So this is really interesting: the more data Medicare releases on provider payments, the better. But there are real concerns about patient privacy here. I remember when I was a wee undergraduate at CMU, Professor Fienberg was working on how to release raw data from the Census Bureau without revealing personally identifiable information. You can imagine the problem like this: in towns like the one I grew up in in Vermont, revealing that “the average black person” earns a certain sum of money could well mean that you’ve just revealed John Smith’s income; there just aren’t that many black people in Vermont.

As I understood it at the time — note here that my understanding is many years out of date — the Census Bureau had a couple ways of releasing its multidimensional contingency tables. First, it would only publish data in a given cell if the number of observations in that cell was above some threshold (that is, if the cell didn’t uniquely identify John Smith). I believe they also applied some scaling factor to every cell, deliberately obfuscating it so that any summary statistics from the table would come out right, but raw data were all incorrect.
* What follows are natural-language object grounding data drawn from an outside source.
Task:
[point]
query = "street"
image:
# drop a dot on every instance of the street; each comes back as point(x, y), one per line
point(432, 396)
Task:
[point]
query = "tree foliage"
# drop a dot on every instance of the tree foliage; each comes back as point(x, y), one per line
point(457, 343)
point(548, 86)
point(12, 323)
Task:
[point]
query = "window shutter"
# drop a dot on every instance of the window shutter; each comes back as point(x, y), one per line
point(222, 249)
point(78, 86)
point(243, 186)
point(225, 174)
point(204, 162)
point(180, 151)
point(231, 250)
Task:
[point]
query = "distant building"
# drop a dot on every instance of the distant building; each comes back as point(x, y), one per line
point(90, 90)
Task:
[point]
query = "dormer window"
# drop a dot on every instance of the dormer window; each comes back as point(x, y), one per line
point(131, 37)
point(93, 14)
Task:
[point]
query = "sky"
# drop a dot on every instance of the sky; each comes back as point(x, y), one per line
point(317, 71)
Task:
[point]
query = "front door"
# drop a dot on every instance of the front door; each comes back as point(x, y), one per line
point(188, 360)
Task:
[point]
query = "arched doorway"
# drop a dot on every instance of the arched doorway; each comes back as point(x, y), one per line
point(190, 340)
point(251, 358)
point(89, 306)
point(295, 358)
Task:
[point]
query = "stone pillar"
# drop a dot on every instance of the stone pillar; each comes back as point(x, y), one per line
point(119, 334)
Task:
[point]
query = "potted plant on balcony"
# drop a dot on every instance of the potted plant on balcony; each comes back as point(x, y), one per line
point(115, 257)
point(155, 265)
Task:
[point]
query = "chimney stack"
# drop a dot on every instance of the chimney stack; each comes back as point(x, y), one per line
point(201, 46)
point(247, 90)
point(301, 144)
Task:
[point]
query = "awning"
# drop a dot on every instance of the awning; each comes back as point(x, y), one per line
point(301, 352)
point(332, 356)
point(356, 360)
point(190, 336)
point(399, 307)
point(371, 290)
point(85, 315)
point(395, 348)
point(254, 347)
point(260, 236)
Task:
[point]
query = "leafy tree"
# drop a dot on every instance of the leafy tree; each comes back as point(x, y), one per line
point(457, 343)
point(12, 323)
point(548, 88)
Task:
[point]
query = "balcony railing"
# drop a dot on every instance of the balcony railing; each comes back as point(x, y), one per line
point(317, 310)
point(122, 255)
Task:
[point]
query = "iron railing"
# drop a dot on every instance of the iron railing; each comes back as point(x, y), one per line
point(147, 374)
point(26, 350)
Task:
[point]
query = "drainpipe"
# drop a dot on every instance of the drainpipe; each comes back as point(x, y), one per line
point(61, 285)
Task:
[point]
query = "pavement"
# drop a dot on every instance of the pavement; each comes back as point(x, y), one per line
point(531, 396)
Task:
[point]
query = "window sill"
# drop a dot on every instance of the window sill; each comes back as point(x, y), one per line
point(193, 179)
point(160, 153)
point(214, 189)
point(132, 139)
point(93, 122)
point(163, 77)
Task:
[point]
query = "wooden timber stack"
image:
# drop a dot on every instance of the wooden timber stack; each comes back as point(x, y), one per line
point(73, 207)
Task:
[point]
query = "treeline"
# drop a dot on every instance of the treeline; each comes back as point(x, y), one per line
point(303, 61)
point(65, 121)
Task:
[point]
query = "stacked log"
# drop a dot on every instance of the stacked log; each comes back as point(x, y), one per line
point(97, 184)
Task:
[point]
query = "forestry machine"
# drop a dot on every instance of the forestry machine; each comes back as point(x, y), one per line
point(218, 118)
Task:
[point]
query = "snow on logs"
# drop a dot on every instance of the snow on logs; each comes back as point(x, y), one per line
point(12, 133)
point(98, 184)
These problems get harder if you’re able to combine, say, Census Data with data that you get from credit-card companies or data from (as above) hospitals. The more data you can agglomerate, the less anonymous any one source is, no matter how hard you try. I’m sure there are lots of people, all around the country, working very hard to de-anonymize various databases for marketing and law-enforcement purposes.

Point being just that, while releasing raw Medicare data would be terrific (the AMA’s comment in that link that people wouldn’t know what to do with all that raw data, and would take it out of context, is thoroughly disingenuous), there are difficult problems to surmount first. I wish them luck. I should check to see where Professor Fienberg’s work has taken him; the last update I got was more than a decade ago.